FasterXML / smile-format-specification

New home for Smile format (https://en.wikipedia.org/wiki/Smile_(data_interchange_format))
BSD 2-Clause "Simplified" License
92 stars 14 forks source link

Clarification of "Safe" binary encoding #19

Open Zankoku-Okuno opened 2 years ago

Zankoku-Okuno commented 2 years ago

I'm running into some issues determining a precise meaning of the specification for encoding BigInteger and BigDecimal.

The specification states:

"Safe" binary encoding simply uses 7 LSB: data is left aligned (i.e. any padding of the last byte is in its rightmost, least-significant, bits).

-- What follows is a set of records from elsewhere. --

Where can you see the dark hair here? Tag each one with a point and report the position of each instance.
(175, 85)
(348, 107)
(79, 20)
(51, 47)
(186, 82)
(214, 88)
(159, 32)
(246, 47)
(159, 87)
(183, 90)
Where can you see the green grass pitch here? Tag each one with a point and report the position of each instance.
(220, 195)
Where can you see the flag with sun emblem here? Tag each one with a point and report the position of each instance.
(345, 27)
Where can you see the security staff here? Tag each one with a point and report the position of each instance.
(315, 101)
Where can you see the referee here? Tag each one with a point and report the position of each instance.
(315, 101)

Which led me to believe that 7 LSB is a well-known encoding method that I simply hadn't yet heard of. Unfortunately, google searches for "7 LSB" encoding (and similar) only turned up

Digging deeper led to FasterXML/jackson-dataformats-binary#37, which has been open and afaict essentially untouched for five years now. At this point I have to assume that the implementation has won by default, and that's how we'll be proceeding with our own encoder unless integration testing says otherwise.

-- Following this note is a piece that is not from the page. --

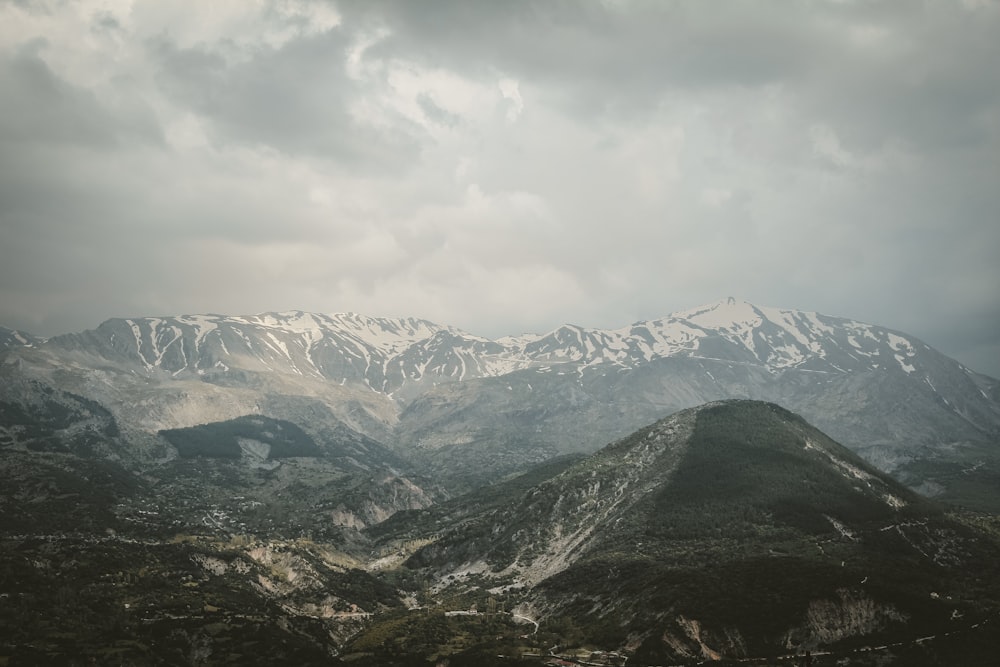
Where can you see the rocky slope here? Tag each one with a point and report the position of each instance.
(468, 409)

Anyway, I figured I'd show up to confirm y'all's notion of safe binary encoding (or 7 LSB, or 7/8 encoding) according to the behavior of the implementation:

Safe binary encoding is an 8-bit clean encoding of arbitrary byte arrays. The byte array is segmented into seven-bit groups from lowest-to-highest index and most-to-least significant bit within each byte. Each group is then padded with leading zero bits until the group is the size of a full octet. Note that this means that each full seven bit group is prepended with a single leading zero bit, but the last group (which may have fewer than seven bits) contains its data in the rightmost (least-significant) bits. (Note: the standard at time of writing specifies that a partial trailing group contains padding in its "rightmost, least-significant bits". I'm honestly not sure which is more "elegant" and don't really have an opinion other than "break the fewest things".)

As an example, the encoding of the array {0xDE, 0xAD, 0xBE, 0xEF} is performed as follows:

DE AD BE EF
11011110 10101101 10111110 11101111          // convert to binary
1101111 0101011 0110111 1101110 1111         // segment into 7-bit groups
01101111 00101011 00110111 01101110 1111     // prepend zero bit on each full group
01101111 00101011 00110111 01101110 00001111 // prepend zero padding on the trailing partial group
6F 2B 37 6E 0F                               // convert to octets
cowtowncoder commented 2 years ago

Yes, I think you got it right. "7 LSB" really was meant to mean "use the lowest 7 bits" (leave highest bit -- sign bit -- zero).

And I did indeed drop the ball on clarification. But in practical terms the implementation is indeed the definition: if and when padding is on MSB (and not like spec claims, LSB), that is the Right encoding. I will now go and double-check encoder just to make sure.

Zankoku-Okuno commented 2 years ago

Ok, that's great. We're also putting together a set of test vectors, and I accidentally wrote a right-padding encoder on my way to a left-padding one, so I should have all my bases covered in case testing reveals something strange.

After we've got our encoder successfully sending data downstream (to Elastic, which I expect uses the reference implementation), I can send a PR if you'd like.

cowtowncoder commented 2 years ago

@Zankoku-Okuno yes. You are right. I tried to improve description (wrt https://github.com/FasterXML/jackson-dataformats-binary/issues/37) , but would appreciate help in better wording.

Zankoku-Okuno commented 2 years ago

Ah, now that I've "graduated" from the array encoder to writing the actual number encoder, I notice also that the spec doesn't state whether the byte arrays that encode are big- or little-endian; looking at the Java documentation, I'm assuming big-endian (which is also consistent with the rest of the spec), but it would be good to state this explicitly.

Aha, and here's an interesting point that I had missed in the javadocs and had me going around in circles for a while:

Returns the scale of this BigDecimal. If zero or positive, the scale is the number of digits to the right of the decimal point. If negative, the unscaled value of the number is multiplied by ten to the power of the negation of the scale. For example, a scale of -3 means the unscaled value is multiplied by 1000.

If you remember anything else Java-specific that's made its way into the spec please leave a comment; I'll include it in my clarification PR.

cowtowncoder commented 2 years ago

I am not quite sure what you mean by big- vs little-endian wrt byte arrays: endianness is a property of multi-byte values isn't it? Endian-ness should be consistently applied and I think, big-endian (common with IETF network protocols maybe due to Sun legacy).

And yes, encoding of BigDecimal and BigInteger from JDK are the most notable Java-specific cases. I cannot think other dependencies off-hand, except maybe the limitation for length values to be 32-bit (due to Java array length being similarly limited).